SIMD-0204: Slashable event verification

solana-foundation · Nov 26, 2024 · 339aa9a · 339aa9a
1 parent fda3d17
commit 339aa9a
Showing 1 changed file with 297 additions and 0 deletions.
diff --git a/proposals/0204-slashable-event-verification.md b/proposals/0204-slashable-event-verification.md
@@ -0,0 +1,297 @@
+---
+simd: '0204'
+title: Slashable event verification
+authors:
+  - Ashwin Sekar
+category: Standard
+type: Core
+status: Review
+created: 2024-11-26
+feature: (fill in with feature tracking issues once accepted)
+---
+
+## Summary
+
+This proposal describes an enshrined on-chain program to verify proofs that a
+validator committed a slashable infraction. This program creates reports on chain
+for use in future SIMDs.
+
+**This proposal does not modify any stakes or rewards, the program will
+only verify and log infractions.**
+
+## Motivation
+
+There exists a class of protocol violations that are difficult to detect synchronously,
+but are simple to detect after the fact. In order to penalize violators we provide
+a means to record these violations on chain.
+
+This also serves as a starting point for observability and discussions around the
+economics of penalizing these violators.
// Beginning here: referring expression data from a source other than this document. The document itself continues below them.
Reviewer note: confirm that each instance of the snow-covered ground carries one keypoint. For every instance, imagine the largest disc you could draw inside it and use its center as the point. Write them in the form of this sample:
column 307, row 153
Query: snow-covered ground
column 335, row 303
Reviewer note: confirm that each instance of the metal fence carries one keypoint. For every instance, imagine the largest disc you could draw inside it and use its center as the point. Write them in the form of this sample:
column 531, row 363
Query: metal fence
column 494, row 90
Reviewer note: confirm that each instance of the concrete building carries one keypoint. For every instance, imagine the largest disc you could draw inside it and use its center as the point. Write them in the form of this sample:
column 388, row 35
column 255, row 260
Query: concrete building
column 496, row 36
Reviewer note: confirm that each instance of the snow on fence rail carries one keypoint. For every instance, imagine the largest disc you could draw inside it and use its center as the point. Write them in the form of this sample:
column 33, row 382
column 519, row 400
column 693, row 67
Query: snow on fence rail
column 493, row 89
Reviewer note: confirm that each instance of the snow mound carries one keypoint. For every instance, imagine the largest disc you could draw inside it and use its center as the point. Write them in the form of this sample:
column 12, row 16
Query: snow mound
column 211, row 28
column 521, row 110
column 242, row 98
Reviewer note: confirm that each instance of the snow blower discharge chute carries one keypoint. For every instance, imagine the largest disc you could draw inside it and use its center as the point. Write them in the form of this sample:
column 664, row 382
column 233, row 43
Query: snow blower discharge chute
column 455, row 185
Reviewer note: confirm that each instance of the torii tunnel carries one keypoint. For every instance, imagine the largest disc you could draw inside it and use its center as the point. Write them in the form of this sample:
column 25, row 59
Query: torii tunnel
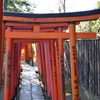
column 19, row 30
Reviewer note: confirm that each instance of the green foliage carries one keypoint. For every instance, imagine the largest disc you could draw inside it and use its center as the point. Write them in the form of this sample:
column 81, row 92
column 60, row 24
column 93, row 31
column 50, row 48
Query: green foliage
column 19, row 6
column 90, row 26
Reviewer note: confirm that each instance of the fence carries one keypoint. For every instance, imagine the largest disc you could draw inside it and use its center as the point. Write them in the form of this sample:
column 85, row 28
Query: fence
column 88, row 53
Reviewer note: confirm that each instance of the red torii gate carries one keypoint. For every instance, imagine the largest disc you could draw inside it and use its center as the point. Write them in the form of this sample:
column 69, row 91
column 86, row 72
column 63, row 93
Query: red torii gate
column 50, row 48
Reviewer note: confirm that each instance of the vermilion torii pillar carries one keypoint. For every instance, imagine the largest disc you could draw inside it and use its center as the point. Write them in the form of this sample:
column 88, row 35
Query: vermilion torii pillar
column 1, row 39
column 8, row 67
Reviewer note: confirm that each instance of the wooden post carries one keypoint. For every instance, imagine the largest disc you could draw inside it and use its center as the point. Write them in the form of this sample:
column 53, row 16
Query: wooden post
column 8, row 67
column 1, row 39
column 73, row 62
column 54, row 71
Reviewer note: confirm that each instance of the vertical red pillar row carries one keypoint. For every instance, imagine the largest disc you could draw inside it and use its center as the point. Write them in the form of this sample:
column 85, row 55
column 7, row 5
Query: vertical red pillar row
column 43, row 64
column 1, row 39
column 54, row 71
column 60, row 68
column 8, row 68
column 50, row 68
column 47, row 69
column 73, row 62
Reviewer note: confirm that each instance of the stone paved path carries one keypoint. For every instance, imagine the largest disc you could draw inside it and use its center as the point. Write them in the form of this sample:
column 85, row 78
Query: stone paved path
column 31, row 89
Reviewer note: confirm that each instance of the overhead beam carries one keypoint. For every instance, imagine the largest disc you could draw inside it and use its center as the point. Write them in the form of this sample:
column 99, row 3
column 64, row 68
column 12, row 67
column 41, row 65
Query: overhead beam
column 52, row 19
column 40, row 35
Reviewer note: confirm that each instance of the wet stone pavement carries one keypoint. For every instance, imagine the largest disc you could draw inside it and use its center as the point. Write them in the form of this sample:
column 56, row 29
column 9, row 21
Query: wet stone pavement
column 31, row 89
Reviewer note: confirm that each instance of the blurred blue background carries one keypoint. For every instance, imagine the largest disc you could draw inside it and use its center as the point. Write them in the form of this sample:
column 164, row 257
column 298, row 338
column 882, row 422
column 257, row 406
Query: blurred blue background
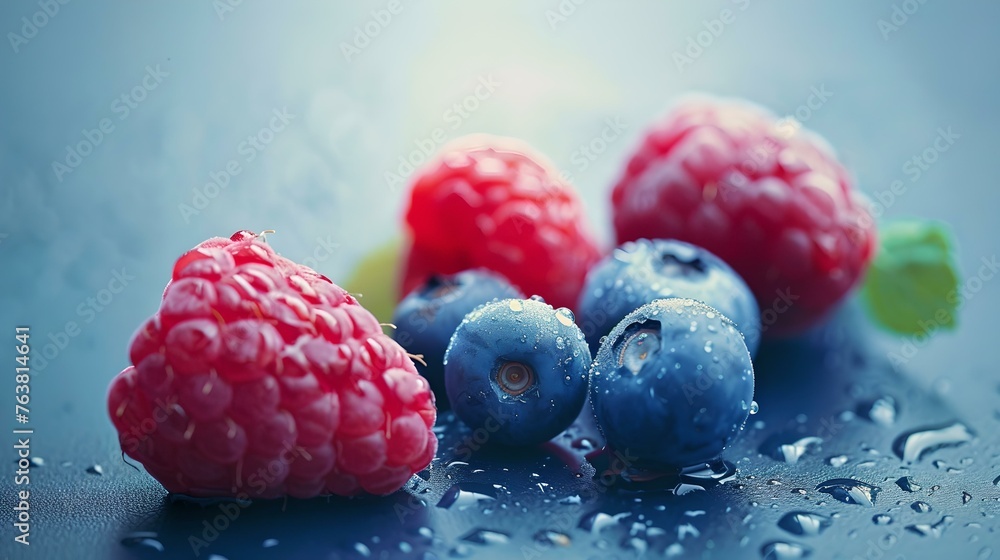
column 199, row 78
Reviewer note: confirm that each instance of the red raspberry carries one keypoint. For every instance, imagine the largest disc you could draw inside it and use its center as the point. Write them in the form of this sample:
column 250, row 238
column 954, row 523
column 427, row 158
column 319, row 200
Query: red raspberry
column 767, row 197
column 494, row 203
column 259, row 377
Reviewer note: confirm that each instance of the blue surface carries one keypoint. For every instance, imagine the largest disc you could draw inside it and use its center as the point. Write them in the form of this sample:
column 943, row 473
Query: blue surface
column 321, row 182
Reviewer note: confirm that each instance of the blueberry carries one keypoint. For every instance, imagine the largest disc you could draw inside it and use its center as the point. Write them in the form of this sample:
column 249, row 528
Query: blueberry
column 518, row 369
column 427, row 317
column 672, row 385
column 640, row 271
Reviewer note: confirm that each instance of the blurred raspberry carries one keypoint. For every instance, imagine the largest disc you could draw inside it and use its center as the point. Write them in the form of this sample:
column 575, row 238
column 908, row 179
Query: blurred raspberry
column 763, row 194
column 494, row 203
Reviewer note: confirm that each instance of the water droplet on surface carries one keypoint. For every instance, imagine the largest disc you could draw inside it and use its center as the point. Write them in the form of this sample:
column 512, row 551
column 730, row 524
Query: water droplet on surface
column 882, row 411
column 784, row 551
column 466, row 495
column 675, row 549
column 486, row 536
column 565, row 316
column 687, row 529
column 911, row 446
column 882, row 519
column 928, row 530
column 907, row 484
column 920, row 507
column 146, row 540
column 838, row 460
column 779, row 448
column 599, row 521
column 850, row 491
column 804, row 523
column 552, row 538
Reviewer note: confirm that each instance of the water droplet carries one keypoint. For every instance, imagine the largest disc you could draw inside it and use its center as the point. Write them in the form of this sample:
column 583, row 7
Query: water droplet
column 882, row 411
column 927, row 530
column 838, row 460
column 850, row 491
column 779, row 448
column 784, row 551
column 565, row 316
column 804, row 523
column 920, row 507
column 907, row 484
column 598, row 521
column 466, row 495
column 143, row 540
column 571, row 500
column 882, row 519
column 675, row 549
column 486, row 536
column 552, row 538
column 687, row 529
column 911, row 446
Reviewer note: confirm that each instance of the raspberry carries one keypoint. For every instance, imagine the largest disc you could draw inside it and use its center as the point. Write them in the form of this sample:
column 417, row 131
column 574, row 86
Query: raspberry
column 494, row 203
column 259, row 377
column 767, row 197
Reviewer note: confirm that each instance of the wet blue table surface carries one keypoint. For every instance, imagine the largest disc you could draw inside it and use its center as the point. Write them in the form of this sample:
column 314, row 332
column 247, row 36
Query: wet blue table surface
column 116, row 115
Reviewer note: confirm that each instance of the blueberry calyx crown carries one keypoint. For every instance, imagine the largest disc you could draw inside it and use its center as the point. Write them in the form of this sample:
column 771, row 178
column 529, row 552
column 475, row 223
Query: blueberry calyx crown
column 637, row 345
column 515, row 378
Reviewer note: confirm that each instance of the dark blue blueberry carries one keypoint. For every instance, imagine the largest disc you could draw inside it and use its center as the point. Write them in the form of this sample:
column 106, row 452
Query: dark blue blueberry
column 429, row 315
column 672, row 385
column 517, row 370
column 640, row 271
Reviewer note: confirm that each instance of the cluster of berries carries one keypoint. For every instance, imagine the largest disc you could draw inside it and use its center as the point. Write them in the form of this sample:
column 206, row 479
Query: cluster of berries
column 260, row 377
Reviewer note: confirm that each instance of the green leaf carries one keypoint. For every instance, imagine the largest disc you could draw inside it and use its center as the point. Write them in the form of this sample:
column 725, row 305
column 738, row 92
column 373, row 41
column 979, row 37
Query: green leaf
column 375, row 280
column 911, row 286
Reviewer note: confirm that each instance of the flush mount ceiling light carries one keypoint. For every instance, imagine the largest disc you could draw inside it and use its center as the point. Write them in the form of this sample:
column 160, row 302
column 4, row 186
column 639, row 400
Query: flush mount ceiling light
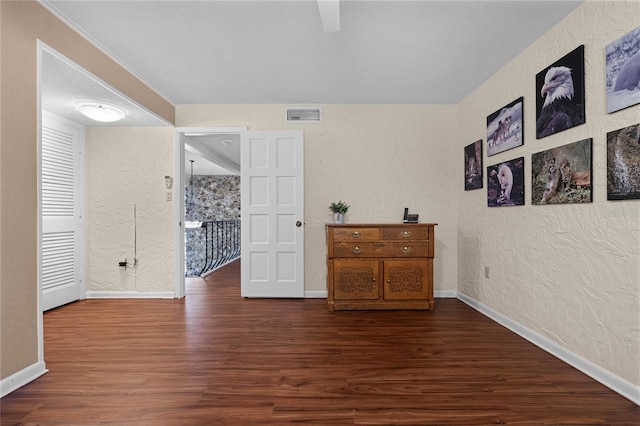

This is a necessary step to implement
+slashing in the Solana Protocol.
+
+## New Terminology
+
+None
+
+### Feature flags
+
+`create_slashing_program`:
+
+- `sProgVaNWkYdP2eTRAy1CPrgb3b9p8yXCASrPEqo6VJ`
+
+## Detailed Design
+
+On the epoch boundary where the `create_slashing_program` feature flag is first
+activated the following behavior will be executed in the first block for the new
+epoch:
+
+1. Create a new program account at `S1ashing11111111111111111111111111111111111`
+  with an upgrade authority set to the system program
+  `11111111111111111111111111111111`
+
+2. Verify that the program account
+  `8sT74BE7sanh4iT84EyVUL8b77cVruLHXGjvTyJ4GwCe` has a verified build hash of
+  `<FILL IN AFTER IMPLEMENTATION>` [\[1\]](#notes)
+
+3. Copy the contents of `8sT74BE7sanh4iT84EyVUL8b77cVruLHXGjvTyJ4GwCe` into
+  `S1ashing11111111111111111111111111111111111`
+
+This program (hereafter referred to as the slashing program) supports 2
+instructions `DuplicateBlockProof`, and `CloseProofReport`.
+
+`DuplicateBlockProof` requires 1 account:
+
+0. `proof_account`, expected to be previously intiialized with the proof data.
+
+`DuplicateBlockProof` has an instruction data of 48 bytes, containing:
+
+- `0x00`, a fixed-value byte acting as the instruction discriminator
+- `offset`, an unaligned eight-byte little-endian unsigned integer indicating
+  the offset from which to read the proof
+- `slot`, an unaligned eight-byte little-endian unsigned integer indicating the
+  slot in which the violation occured
+- `node_pubkey`, an unaligned 32 byte array representing the public key of the
+  node which committed the violation
+
+We expect the contents of the `proof_account` when read from `offset` to
+deserialize to a struct of two byte arrays representing the duplicate shreds.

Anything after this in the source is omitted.